Thursday 18 March 2010

Dadda!

So, after just 18 months, my boy looked up at me and said,

"Dadda"

That was last Sunday morning as we were in bed and Clare was opening her Mother's day cards. The irony of it all!

I've been waiting patiently. Clare's mum has been repeating dadadadadadadadada for the last year or so. He's been saying mamamammamamama for ages so to finally hear him say it was awesome, if long overdue.

He went for his hearing test last week and aced it. They were also happy with his speech development and told us to keep a list on the fridge of the sounds he's making and what we think they might correspond to. Sure enough those words are starting to make sense. Narna is banana, rack-or is tractor and dadda is daddy. So he can talk and his speech is developing nicely. Ever since he sailed through the second operation, this bit is really the only thing we need to worry about regarding the cleft between now and when he goes to school and we monitor possible bullying and then when he's 8 or 9 for the last operation. So it's good he's on the right road.

Separately, I had some nice comments from a lady in Australia who'd found the blog after having had her unborn son's cleft lip diagnosed at her twenty week scan. Whether you're in Oz, Guildford or outer Mongolia you'll immediately go to the web when something like this happens to suck up as much information as possible. It also proves Google works!

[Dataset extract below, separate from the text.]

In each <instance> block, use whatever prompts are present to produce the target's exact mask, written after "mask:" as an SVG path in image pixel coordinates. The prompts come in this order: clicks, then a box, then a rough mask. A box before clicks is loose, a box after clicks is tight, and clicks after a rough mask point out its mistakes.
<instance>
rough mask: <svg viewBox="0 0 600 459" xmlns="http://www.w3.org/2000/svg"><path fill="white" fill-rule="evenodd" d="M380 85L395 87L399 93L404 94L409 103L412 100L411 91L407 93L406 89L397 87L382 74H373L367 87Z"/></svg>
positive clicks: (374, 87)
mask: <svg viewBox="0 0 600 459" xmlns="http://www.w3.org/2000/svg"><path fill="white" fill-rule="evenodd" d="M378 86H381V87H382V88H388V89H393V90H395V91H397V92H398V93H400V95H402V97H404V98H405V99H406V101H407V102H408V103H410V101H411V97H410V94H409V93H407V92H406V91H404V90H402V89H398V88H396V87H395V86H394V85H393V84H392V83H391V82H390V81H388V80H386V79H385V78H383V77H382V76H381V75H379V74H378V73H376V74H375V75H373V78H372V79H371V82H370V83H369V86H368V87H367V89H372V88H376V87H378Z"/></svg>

The longevity of this tome combined with how blogs and search engines work mean that typing in anything from '20 week scan', 'cleft lip and palate blog' or 'probable cleft palate' will usually display What Now?! somewhere near the top. I'm really glad that someone who was searching found something they could take from all of this. It sounds a bit wanky that, and if we hadn't been through all of this, then I'd take the p*ss out of anyone who said such a thing but I do remember the afternoon of our scan vividly. All we wanted was information, before and after photos, and it was all consuming; but for all the medical sites and reports available there wasn't (or at least not when we first had a look around) a personal account of the experience from start to finish. I think we'd have got something from that and I'm pleased to have been able to help in some way.

I've mentioned a couple of times the friend of a friend who emailed me photos of his boy at 18 months after both successful operations. Those were a great help and whilst I didn't know the chap, his empathy was worth so much more than the sympathy we got in spades from all the people we did know.

It's funny how whoever you are, whatever you do, life just circles on. I'm sure the guys who just read this will be passing their experiences on to others in the same situation they're in right now in 18 months' time.